Recipe courtesy of Cooking Light

Aunt Mema’s Apple Crisp

Everything Diane Klein “Aunt Mema” from Pastured Perfect creates is yummy.  But wait till you try her Apple Crisp recipe paired with organic apples from Klug Orchards. Diane says, “Everything is in the jar except the apples and butter”. Her mix is available in both regular and gluten free.  Serve it with your favorite ice cream or real cream.    One bite and this will become a fall tradition. 


  • 1 jar apple crisp mix
  • 6 Cups of peeled and sliced apples
  • ¾-1 cup butter


1.       Heat oven to 375 degrees

2.       Lightly grease 9x12 baking dish

3.       Core, peel and slice apples

4.       Layer in baking dish

5.       Combine contents of jar with butter

6.       Spread over apples

7.       Bake 30-35 minutes until brown and apples tender

Recipe courtesy of Diane Klein, Pastured Perfect

Pan Roasted Brussels Sprouts with Bacon

Brussels sprouts are not just for Thanksgiving They are great any time of the year.  Have you seen the Brussels sprouts at Geneva Lakes?  They are perfect for this recipe.  On top of that, a variety of flavorful bacon and Amish butter are available at the Market.   Kick it up another notch with bacon flavored grapeseed oil from Wild Tree.  Want more?  Add mushrooms from River Valley and switch a red onion for the white. 


  • 4 strips thick-cut bacon
  • 2 tablespoons butter   
  • 1 pound Brussels sprouts, halved
  • 1/2 large onion, chopped
  • Salt and freshly ground black pepper


  1. Cook bacon in a large skillet over medium-high heat until crispy.

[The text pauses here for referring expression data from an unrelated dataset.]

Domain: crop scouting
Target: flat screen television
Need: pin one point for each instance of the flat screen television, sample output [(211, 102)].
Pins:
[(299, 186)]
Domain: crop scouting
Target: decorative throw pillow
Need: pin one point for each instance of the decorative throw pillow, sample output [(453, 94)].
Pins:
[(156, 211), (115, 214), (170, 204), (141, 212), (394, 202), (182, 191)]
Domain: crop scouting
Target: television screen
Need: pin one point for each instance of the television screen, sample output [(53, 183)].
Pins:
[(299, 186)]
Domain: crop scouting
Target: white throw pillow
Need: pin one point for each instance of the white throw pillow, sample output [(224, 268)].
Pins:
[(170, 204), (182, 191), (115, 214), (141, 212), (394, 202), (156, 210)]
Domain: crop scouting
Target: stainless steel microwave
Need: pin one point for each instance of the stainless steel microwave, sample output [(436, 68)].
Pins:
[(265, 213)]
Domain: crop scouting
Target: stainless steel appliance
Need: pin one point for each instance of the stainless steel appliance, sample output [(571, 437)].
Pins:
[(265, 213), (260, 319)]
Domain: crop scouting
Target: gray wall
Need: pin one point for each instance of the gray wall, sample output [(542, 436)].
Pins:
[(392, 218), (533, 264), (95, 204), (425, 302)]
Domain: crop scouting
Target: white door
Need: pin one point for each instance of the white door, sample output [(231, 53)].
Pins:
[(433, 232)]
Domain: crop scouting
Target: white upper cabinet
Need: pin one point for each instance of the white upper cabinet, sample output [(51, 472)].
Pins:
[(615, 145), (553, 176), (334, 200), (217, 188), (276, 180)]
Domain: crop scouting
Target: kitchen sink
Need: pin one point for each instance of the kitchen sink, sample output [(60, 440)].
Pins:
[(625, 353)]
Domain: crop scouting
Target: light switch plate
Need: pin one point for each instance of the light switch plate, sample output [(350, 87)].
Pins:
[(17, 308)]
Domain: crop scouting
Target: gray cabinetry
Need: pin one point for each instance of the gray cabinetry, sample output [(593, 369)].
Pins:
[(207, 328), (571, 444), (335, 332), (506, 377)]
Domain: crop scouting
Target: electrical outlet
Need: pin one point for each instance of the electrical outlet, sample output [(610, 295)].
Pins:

Remove to a paper towel-lined plate, then roughly chop.
  2. In same pan with bacon fat, melt butter over high heat. Add onions and Brussels Sprouts and cook, stirring occasionally, until sprouts are golden brown, 8 to 10 minutes.
  3. Season with salt and pepper, to taste, and toss bacon back into pan. Serve immediately.